やさしさと健康の新世紀を開く 医歯薬出版株式会社

はじめに
 ここに『“作業”の捉え方と評価・支援技術』が発刊されたことに対して,これまでご協力をいただいた岩瀬義昭主任研究員,村井千賀研究員をはじめ多くの方々に,心より感謝と敬意を表します.本当にありがとうございました.
 作業療法は,「人は作業を行うことで健康になれる」という単純で明快な理論と実践のもと発展してきました.脳梗塞右片麻痺で失語症の方が入院中に絵を描き始め,3年後には個展を開くまでになり,今では地域の方々に愛されその人の生きがいになっている.また,第5頸髄損傷の重度の障害をもちながらも,介護支援事業所を起業し職員30名を雇用しながら社会貢献をされている.このように,障害をもっていても,いきいきと生活を送っている方の事例は,枚挙に暇がありません.
 しかし,残念ながら一方では「寝たきり」「ひきこもり」「廃用症候群」など,障害を引き金に活動や社会参加が著しく制限された生活を送る方々も多くいらっしゃいます.「なぜなのだろう」と思うのは私ばかりではないでしょうし,「何とかしなくては」と誰もが考えると思います.

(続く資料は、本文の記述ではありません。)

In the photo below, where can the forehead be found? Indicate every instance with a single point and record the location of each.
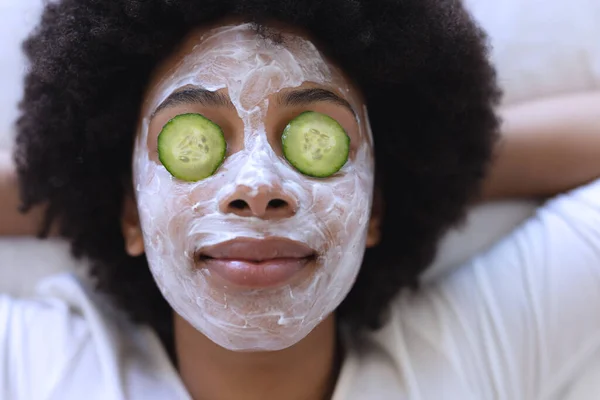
(236, 57)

 このようないわば負の現状をみるにつけ,「作業療法をもっと役立たせるためにはどうしたらよいのか?」「誰もができる,もっと役立つ作業療法がないのか」など,作業療法(士)に対する期待と必要性を感じていました.
 平成20年度厚生労働省老人保健健康推進事業「高齢者の持てる能力を引き出す地域包括支援のあり方研究」,同平成21年度事業「自立支援に向けた包括マネジメントによる総合的なサービスモデル調査研究」,同平成22年度事業「包括マネジメントを活用した総合サービスモデルのあり方研究」は,まさに上記の疑問に対する答えを得るべく取り組んだ事業です.その結果,作業療法の効果として「やる気を引き出す」「楽しみを引き出し,継続させる」「役割を再確認させ,発展させる」「本人を含む家族,地域社会の環境によい効果を与える」などが確認できました.もちろんICFでの心身,活動向上,改善の効果も明らかとなりました.

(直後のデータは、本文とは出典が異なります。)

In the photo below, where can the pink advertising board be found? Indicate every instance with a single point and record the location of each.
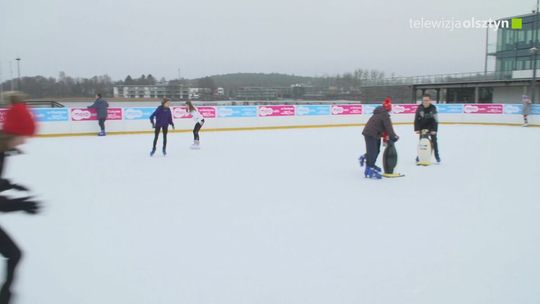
(347, 109)
(483, 109)
(3, 115)
(84, 114)
(181, 112)
(404, 108)
(269, 111)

 これらの取り組みは,介護予防・地域支援事業の有効な手段として認められ,次期介護保険改定の中で1つのツールとして活用されようとしています.多くの国税をいただき進めてきた活動が,やっと国民の皆様に還元できるシステムとして結実しつつあるのです.協会員一同,その責任を自覚して取り組んでまいりたいと思います.
 さて本書の役割は,まさに「作業療法をもっと役立たせるためにはどうしたらよいのか?」「誰もができる,もっと役立つ作業療法はないか」の疑問に答える提案だと思います.先に述べたように,介護保険法改定の施策の具体的ツールの1つとして取り上げられたら嬉しく思いますが,その有無はさておき,作業療法は変わるべき時期と環境にあるということです.本書がそのガイドラインとなれば幸いです.

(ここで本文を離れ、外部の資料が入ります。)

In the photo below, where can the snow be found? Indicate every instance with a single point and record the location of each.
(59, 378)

 最後に,これまでこの事業を支えていいただいた,澤村誠志先生をはじめとした推進委員の皆様,折々に適切なご指導をいただきました厚生労働省老健局の皆様,研究事業にご協力をいただいた利用者,施設の皆様に心より感謝申し上げます.
 平成23年8月吉日
 社団法人日本作業療法士協会会長
 中村春基

推薦のことば
 介護を必要とする高齢者や障害のある人々を含めて,誰もが安心して,心豊かにいきいきと暮らし続ける社会を目ざしたい.これは誰もが望む地域リハビリテーションの理念であり,究極的には年齢・性別・障害の種類・文化を超えて,誰もが尊厳を保ちながら,社会の一員としてより積極的に参加できるインクルーシブ社会の創生をゴールとしている.このような国際的な流れのなかで多くの福祉医療先進国では,病院・施設ケア中心政策から,障害のある人が主体性を発揮し,より質の高い在宅生活の獲得を目ざす政策へと移行し,主流となりつつある.これには地域における多くの医療・介護・福祉専門職の連携が不可欠であるが,海外先進国ではその中核的存在としての作業療法士の果たす役割が特に注目されてきた.一方,わが国では作業療法士の役割に対する一般市民の認知度は,我々が期待するほど高くない.その理由の1つは,“作業”という言葉の捉え方と評価・支援技術についての明確な方向性や,作業療法士の役割についての理解が十分でなかったためと推察している.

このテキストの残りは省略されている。